The main contributors to the increase in inflation were food and non-alcoholic beverages, housing and utilities, transport, and miscellaneous goods and services. These categories accounted for 3.8 percentage points of the 5.4% annual rate.
Food and non-alcoholic beverages prices rose by 7.2% year-on-year, driven by higher prices of bread and cereals, meat, milk, eggs and cheese, oils and fats, and sugar, sweets and desserts.
Housing and utilities prices increased by 4.8% year-on-year, mainly due to higher costs of electricity, gas and other fuels, water and sanitation, and refuse collection.

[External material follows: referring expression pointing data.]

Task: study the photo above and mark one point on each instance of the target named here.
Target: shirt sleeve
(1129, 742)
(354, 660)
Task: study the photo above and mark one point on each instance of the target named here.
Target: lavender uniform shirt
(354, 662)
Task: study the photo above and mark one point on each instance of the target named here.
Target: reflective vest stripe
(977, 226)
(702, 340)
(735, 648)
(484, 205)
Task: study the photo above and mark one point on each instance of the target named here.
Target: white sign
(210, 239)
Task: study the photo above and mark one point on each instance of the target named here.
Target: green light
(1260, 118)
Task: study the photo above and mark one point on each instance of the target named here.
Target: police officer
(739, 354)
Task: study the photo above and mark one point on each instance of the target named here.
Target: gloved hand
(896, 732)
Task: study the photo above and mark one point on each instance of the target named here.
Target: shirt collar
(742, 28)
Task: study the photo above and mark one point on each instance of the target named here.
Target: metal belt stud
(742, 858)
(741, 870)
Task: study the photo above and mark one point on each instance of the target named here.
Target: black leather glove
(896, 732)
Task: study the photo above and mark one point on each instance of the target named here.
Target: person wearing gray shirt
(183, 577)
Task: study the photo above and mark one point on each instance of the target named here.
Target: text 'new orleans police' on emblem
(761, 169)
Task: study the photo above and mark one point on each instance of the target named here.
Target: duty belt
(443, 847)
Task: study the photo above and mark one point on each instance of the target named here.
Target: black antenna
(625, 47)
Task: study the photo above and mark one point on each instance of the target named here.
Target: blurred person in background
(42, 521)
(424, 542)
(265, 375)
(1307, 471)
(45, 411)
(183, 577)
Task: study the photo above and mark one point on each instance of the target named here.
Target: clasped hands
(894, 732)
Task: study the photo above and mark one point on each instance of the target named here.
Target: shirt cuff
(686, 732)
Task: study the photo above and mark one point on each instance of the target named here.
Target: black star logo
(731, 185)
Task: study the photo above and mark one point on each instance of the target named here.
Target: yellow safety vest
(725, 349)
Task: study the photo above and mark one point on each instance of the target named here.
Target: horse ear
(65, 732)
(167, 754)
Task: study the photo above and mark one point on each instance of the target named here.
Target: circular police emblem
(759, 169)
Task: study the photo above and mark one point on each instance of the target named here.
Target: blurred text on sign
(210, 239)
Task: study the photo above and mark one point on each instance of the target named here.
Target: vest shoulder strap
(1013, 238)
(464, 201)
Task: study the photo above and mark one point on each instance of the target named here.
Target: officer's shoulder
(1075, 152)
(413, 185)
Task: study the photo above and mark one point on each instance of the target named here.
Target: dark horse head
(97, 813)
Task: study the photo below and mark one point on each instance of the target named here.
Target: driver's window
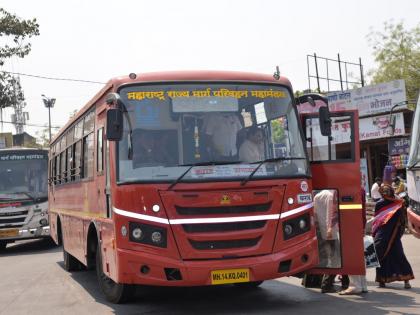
(338, 146)
(327, 228)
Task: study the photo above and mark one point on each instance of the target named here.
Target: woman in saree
(387, 229)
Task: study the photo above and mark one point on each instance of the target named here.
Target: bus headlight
(296, 226)
(147, 234)
(124, 231)
(156, 237)
(302, 224)
(137, 233)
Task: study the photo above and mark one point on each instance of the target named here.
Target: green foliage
(14, 33)
(397, 53)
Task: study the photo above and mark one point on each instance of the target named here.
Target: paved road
(32, 281)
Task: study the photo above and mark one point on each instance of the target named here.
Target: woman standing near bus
(388, 228)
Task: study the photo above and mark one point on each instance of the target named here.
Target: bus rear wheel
(248, 285)
(114, 292)
(3, 245)
(70, 262)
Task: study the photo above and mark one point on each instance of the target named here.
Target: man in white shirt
(221, 129)
(252, 149)
(326, 220)
(374, 192)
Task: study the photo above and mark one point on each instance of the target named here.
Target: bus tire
(3, 245)
(114, 292)
(248, 285)
(70, 263)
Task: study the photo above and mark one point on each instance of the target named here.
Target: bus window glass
(327, 228)
(338, 146)
(100, 151)
(176, 126)
(89, 124)
(77, 159)
(69, 163)
(70, 136)
(63, 169)
(88, 153)
(78, 130)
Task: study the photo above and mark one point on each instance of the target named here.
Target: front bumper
(299, 257)
(24, 233)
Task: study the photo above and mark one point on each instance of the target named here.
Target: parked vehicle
(23, 195)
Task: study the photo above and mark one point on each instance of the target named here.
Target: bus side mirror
(325, 121)
(114, 124)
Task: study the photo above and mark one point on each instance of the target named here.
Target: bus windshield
(210, 131)
(23, 175)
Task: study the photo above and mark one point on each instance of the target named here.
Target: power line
(51, 78)
(26, 124)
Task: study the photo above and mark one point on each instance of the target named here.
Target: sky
(97, 40)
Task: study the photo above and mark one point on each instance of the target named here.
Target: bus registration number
(229, 276)
(9, 233)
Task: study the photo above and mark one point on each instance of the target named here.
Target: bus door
(336, 180)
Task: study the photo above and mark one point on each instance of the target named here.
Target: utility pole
(49, 103)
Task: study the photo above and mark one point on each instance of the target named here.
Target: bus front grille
(223, 227)
(223, 209)
(225, 244)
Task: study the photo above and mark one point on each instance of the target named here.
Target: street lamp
(49, 103)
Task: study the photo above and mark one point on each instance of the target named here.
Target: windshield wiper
(176, 181)
(29, 195)
(246, 179)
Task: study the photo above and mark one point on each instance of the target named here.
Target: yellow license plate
(9, 233)
(229, 276)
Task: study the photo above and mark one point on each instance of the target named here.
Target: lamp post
(49, 103)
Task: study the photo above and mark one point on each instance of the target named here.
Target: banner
(371, 258)
(398, 146)
(379, 127)
(369, 100)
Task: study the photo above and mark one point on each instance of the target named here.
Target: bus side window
(77, 159)
(88, 153)
(100, 151)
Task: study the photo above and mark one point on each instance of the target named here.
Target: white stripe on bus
(297, 210)
(212, 220)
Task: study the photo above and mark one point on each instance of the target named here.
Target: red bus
(201, 178)
(413, 176)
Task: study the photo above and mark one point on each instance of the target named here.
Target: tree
(397, 53)
(14, 33)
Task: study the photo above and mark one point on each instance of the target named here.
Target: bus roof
(22, 149)
(175, 76)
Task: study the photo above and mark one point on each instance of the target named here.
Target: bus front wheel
(70, 262)
(114, 292)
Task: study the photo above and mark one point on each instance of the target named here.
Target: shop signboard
(364, 174)
(399, 146)
(369, 100)
(379, 127)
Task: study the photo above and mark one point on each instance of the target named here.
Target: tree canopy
(14, 33)
(397, 53)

Transport prices rose by 11.6% year-on-year, reflecting the higher prices of petrol, diesel, vehicle parts and accessories, and public transport. Miscellaneous goods and services prices increased by 6.1% year-on-year, influenced by higher prices of insurance, personal care products, appliances, equipment and maintenance, and recreation and culture.
Recent warnings from Reserve Bank governor Lesetja Kganyago about the persistent inflation and the need for prolonged tight monetary policies may lead the central bank to reconsider its plans for rate hikes scheduled for November.
The Reserve Bank’s inflation target range of 3% to 6%, with a goal of 4.5% at the midpoint, adds weight to the significance of this decision.
Kganyago emphasized that inflation has proven more resilient than anticipated, prompting central banks to extend their commitment to tighten policies. Despite global economic challenges, the battle against inflation remains unresolved, both domestically and worldwide, he indicated.